Jake didn’t want to believe it.  He didn’t want to believe that Edie had been so duplicitous, that she’d made love with Jake three nights a week and then during the other four days had run to the arms of a man who lived here, a man who lived anywhere.

             
He’d truly believed she was his as much as she could be anyone’s.  Did this explain why she hadn’t committed to him?  Was the reason why she wouldn’t marry him because she was involved with somebody else?

             
A touch of anger swelled up inside him.  Edie and her damned secrets.  Was she alive and well and had just taken off with some Jimmy or Bruiser after Jake had told her he needed to take some time away to think? Had she not trusted in his love enough to give him a few days?

             
“Looks like Bruiser has arrived home and he’s alone,” Teddy said.

             
Jake looked out the passenger window to see a big, burly man in a leather vest and jeans headed for unit two. Both Teddy and Jake exited the car. 

             
“Yo, Bruiser.  We need to talk to you,” Teddy called out.

             
Bruiser took one look at the two of them and took off running.  “Shit,” Teddy exclaimed as he and Jake gave chase.

             
Bruiser was built for fighting, not for running. It was obvious in the erratic way he zigged and zagged that he was probably under the influence of something.  More than that, Bruiser was obviously one dumb son-of-a-bitch.
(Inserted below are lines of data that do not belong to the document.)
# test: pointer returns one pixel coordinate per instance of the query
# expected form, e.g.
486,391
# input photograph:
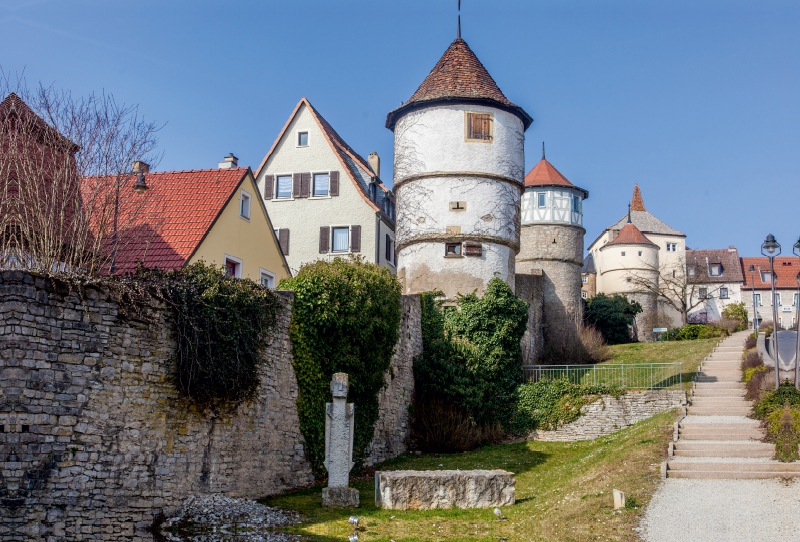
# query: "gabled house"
715,278
324,199
213,215
757,289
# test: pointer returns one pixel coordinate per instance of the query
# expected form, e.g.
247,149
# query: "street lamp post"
752,271
771,248
796,250
140,187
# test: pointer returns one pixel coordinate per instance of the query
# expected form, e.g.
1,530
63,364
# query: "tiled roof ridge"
630,235
459,74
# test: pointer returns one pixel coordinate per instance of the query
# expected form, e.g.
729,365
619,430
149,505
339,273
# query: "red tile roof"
637,203
786,270
458,76
179,210
630,235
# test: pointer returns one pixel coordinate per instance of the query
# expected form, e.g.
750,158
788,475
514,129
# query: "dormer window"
480,127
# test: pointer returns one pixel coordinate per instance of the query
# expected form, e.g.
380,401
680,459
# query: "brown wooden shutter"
355,238
283,240
324,239
334,183
296,182
269,182
473,249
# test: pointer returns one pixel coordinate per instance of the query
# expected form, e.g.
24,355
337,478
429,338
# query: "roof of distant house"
545,174
458,77
786,271
630,235
703,260
177,213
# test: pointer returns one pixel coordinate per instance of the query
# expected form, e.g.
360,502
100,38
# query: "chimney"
229,162
140,167
375,163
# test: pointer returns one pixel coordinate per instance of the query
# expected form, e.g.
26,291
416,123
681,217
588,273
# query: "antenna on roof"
459,18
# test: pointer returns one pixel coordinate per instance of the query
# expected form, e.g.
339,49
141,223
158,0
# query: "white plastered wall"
305,216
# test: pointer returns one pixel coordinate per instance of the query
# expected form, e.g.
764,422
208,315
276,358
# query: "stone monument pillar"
339,428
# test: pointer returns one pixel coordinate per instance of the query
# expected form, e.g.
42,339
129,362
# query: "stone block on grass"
426,490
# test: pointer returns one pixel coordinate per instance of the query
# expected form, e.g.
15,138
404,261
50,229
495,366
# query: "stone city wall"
95,440
609,414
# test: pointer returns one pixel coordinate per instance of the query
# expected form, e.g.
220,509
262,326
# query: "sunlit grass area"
563,492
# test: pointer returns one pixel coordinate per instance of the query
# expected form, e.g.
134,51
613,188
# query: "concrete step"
718,410
711,448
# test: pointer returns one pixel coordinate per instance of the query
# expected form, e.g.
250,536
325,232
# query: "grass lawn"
690,353
563,492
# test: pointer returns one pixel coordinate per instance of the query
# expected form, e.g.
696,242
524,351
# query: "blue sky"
697,101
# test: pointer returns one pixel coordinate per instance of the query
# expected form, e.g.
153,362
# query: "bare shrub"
441,427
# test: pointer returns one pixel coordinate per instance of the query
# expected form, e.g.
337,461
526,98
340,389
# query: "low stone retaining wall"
425,490
608,414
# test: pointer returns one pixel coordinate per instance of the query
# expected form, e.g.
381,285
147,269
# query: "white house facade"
324,199
459,166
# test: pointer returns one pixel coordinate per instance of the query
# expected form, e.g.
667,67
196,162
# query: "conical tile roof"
458,76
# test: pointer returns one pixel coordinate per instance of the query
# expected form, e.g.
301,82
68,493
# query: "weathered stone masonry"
96,441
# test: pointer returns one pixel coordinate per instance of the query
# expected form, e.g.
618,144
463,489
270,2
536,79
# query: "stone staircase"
716,439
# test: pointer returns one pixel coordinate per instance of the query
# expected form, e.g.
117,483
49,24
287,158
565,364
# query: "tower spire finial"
459,18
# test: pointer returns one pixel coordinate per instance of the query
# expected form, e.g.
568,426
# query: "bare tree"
68,203
675,285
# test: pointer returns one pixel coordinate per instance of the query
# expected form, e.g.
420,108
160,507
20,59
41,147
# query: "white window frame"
311,188
297,139
270,276
349,239
275,196
245,195
238,262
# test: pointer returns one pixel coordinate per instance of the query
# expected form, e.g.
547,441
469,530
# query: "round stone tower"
629,260
552,241
458,172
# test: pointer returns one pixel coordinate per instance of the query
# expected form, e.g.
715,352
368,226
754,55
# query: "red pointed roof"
630,235
637,203
458,76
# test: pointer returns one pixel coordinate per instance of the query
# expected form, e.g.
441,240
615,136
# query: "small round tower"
459,166
630,260
552,241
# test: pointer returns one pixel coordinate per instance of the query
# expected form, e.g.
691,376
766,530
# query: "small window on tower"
479,127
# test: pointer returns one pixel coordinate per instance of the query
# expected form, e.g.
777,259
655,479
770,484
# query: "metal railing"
641,376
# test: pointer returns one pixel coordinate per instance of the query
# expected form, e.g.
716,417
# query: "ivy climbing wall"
97,443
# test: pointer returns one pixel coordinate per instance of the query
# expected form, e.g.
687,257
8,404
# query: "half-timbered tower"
552,241
459,168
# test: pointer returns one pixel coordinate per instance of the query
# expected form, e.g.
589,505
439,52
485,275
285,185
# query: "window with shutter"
269,181
334,183
305,185
479,127
283,240
296,181
324,239
355,238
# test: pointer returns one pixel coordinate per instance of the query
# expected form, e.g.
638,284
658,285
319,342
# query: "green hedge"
345,318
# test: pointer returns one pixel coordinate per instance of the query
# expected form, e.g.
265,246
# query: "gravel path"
723,510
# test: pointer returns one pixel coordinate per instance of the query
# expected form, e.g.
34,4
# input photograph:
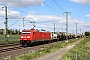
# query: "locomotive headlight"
28,36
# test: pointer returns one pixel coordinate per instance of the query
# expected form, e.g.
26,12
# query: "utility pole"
6,25
67,25
54,27
80,30
23,21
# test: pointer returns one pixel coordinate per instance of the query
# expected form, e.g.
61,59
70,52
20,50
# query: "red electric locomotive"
30,36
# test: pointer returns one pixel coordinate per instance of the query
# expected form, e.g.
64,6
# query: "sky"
46,13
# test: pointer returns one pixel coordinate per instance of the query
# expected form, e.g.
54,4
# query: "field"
79,52
11,38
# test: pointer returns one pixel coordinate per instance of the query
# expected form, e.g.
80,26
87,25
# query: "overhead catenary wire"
51,8
58,5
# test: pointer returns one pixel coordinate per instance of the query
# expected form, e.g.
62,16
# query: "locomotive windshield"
25,32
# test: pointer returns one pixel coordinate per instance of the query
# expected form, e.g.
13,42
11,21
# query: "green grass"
80,52
45,50
11,39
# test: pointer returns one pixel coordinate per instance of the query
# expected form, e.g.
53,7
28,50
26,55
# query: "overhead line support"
67,25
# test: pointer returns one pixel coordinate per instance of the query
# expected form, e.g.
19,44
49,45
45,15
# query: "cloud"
10,13
22,3
81,1
88,15
45,18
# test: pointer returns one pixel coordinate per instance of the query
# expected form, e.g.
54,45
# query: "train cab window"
25,32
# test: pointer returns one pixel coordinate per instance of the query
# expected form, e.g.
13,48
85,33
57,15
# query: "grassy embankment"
51,48
80,52
11,39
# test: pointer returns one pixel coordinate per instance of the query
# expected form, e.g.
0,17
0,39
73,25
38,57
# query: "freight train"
30,36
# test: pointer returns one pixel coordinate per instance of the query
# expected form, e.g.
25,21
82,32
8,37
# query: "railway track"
9,47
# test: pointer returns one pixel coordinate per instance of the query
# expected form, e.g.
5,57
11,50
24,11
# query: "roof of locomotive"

He raced into the alley next to the motel, an alley that ended with a high concrete wall at the back and several trash dumpsters on either side. 
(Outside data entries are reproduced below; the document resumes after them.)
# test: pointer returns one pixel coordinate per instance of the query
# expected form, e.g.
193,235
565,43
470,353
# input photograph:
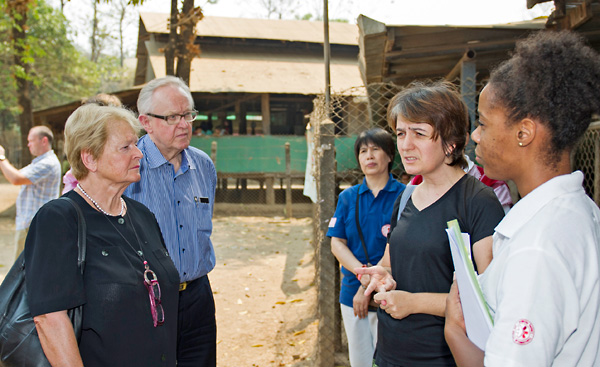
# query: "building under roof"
260,74
265,70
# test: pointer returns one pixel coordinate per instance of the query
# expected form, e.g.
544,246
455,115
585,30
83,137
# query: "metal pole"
288,181
327,57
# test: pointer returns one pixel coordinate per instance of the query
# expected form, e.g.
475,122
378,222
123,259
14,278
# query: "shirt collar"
155,157
528,206
388,186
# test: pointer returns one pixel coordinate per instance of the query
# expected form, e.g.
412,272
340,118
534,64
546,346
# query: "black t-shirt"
117,325
421,262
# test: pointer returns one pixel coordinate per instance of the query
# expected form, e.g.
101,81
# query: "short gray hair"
43,131
145,98
87,130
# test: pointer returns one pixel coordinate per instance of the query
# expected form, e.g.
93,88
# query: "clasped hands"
376,279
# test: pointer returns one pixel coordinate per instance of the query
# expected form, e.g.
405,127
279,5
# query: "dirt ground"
263,286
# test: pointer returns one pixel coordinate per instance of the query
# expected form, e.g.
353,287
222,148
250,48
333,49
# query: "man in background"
40,180
178,185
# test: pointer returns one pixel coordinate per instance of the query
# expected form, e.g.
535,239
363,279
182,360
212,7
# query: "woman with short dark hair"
358,232
414,276
542,286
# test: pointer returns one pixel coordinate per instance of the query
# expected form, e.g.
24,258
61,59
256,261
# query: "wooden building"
261,74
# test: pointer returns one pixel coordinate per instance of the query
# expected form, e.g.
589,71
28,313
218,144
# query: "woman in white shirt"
542,285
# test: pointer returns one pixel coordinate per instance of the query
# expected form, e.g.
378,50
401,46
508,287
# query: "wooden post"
288,181
596,164
266,113
213,153
270,182
468,90
326,262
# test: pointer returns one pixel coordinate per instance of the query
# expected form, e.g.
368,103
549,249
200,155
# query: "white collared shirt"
543,285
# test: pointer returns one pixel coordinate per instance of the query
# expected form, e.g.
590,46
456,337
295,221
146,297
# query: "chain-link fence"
587,159
336,168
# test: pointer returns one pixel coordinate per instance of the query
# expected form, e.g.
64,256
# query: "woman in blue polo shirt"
358,232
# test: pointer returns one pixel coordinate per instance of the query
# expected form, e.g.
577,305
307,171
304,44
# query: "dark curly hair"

He was attempting to crawl into one of the dumpsters when Jake caught up with him and grabbed him by one of his biker boots.  Bruiser tried to kick him with his other foot, but Jake dodged the flailing leg. 
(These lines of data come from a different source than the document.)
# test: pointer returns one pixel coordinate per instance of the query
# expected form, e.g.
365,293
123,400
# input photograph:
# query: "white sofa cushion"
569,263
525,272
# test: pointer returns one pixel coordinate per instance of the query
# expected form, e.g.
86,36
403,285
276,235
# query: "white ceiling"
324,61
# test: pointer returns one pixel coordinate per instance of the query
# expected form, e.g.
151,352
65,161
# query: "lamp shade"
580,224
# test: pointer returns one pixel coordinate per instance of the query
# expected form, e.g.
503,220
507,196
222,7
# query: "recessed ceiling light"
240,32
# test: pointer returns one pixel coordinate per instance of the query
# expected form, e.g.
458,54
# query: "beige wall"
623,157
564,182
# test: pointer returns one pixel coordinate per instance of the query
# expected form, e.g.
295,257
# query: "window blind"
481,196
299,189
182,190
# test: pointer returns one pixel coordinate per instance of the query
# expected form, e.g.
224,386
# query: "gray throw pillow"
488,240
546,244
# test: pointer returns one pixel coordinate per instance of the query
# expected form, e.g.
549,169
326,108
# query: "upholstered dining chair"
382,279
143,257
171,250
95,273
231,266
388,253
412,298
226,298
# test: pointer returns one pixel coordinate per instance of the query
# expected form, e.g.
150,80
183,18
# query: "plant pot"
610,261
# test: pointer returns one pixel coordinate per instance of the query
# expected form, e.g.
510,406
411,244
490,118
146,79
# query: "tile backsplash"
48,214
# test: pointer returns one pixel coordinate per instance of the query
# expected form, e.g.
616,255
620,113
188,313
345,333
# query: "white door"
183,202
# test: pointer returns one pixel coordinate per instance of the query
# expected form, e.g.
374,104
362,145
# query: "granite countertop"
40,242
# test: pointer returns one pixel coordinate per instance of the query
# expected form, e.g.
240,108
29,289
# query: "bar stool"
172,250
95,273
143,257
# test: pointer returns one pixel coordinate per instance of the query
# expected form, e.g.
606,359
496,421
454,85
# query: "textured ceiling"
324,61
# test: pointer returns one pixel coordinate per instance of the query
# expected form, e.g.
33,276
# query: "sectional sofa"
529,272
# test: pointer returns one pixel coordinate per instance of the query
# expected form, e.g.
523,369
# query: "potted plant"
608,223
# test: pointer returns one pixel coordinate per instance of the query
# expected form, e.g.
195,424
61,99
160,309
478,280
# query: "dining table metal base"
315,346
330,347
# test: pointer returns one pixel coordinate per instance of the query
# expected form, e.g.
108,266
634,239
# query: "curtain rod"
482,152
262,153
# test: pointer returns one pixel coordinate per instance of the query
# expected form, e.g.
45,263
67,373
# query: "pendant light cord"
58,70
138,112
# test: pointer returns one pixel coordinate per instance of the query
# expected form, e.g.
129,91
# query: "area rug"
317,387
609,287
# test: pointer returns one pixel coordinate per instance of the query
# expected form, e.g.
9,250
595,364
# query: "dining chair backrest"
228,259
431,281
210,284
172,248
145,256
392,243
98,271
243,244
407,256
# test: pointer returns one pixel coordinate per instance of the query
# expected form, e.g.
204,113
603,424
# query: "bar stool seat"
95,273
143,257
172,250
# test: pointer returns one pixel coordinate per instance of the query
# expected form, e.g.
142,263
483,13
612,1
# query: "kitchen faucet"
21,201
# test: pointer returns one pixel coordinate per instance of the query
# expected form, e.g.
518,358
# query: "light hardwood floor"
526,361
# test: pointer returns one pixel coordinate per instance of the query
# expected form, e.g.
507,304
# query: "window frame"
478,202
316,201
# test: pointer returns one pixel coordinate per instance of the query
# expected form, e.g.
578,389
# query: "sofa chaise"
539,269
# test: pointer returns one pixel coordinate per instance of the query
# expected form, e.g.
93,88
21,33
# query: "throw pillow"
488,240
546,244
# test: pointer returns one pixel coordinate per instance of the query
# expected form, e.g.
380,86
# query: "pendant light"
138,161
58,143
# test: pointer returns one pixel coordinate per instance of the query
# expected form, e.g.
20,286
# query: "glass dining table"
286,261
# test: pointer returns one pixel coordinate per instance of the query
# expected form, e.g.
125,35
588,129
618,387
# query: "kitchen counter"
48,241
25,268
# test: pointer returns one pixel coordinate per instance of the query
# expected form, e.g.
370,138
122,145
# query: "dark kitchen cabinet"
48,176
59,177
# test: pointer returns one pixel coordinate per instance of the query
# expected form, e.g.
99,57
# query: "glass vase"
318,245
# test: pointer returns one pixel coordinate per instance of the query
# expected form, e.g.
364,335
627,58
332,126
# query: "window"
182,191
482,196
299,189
              “Hey, Bruiser,” Teddy said from the mouth of the alley.  Teddy was breathing hard, unaccustomed to having to run for anything but dinner.  He held his gun in his hand.  “Make it easy on yourself.  Get down and talk to us like a man or I’m going to shoot you in the leg and make you cry like a baby.”

             
Bruiser paused and Jake let go on his foot.  “Why are you guys hassling me?” He jumped down to the ground, where Jake quickly frisked him and removed a wicked looking knife from his pocket.  “I haven’t done anything wrong.”

             
“Then why did you run?” Jake asked.

             
“Automatic reflex,” Bruiser replied.  “I see cops and I figure bad things are gonna happen.”

             
Teddy gestured him forward.  “Nothing bad is going to happen here unless you make it happen.”

             
Jake followed behind the man as he headed toward Teddy.  Bruiser had shoulders the size of mountains.  Is that what Edie liked?  Was she secretly into bad boys with little brains and lots of brawn?  Men who lived in squalor and smelled like danger?

             
When Bruiser reached Teddy he eyed the two Detectives with belligerence.  “I told you I haven’t done nothing wrong.”

             
“I’m betting if I check that dumpster I’ll find a bag of weed or maybe a little crack,” Jake replied coolly.  “Now you can either answer some questions for us or I’ll go check out that dumpster.”

             
Bruiser’s gaze slid to the dumpster and then back to Jake.  “What kind of questions?”

             
“Why don’t we go to your unit for this?” Jake suggested.  He wanted to make sure Edie wasn’t someplace inside.

             
Bruiser hesitated a moment and then shrugged.  “Whatever, but I got to warn you it’s not exactly The Ritz.”

             
The three of them walked to Bruiser’s unit where he unlocked the door and opened it.  It took only one glance inside to let Jake know Edie wasn’t there. Jake didn’t want to go into the stinky, trash-filled place.

             
“We can ask our questions out here,” he said as he pulled his wallet from his pocket.  He took out his photo of Edie and handed it to Bruiser.  “Have you seen this woman?”

             
Bruiser angled the picture so that the light from inside the unit shone on it.  He slid surreptitious glances at both Jake and Teddy.  “What’s she done?”

             
Jake’s stomach twisted painfully.  “You know her?”

             
“I don’t know her personally.  Like I don’t know her name or nothing like that.”  Bruiser handed the photo back to Jake.  “But, I’ve seen her around here.  She visits Jimmy a lot.”

             
Jimmy. Jake’s head thundered with the name.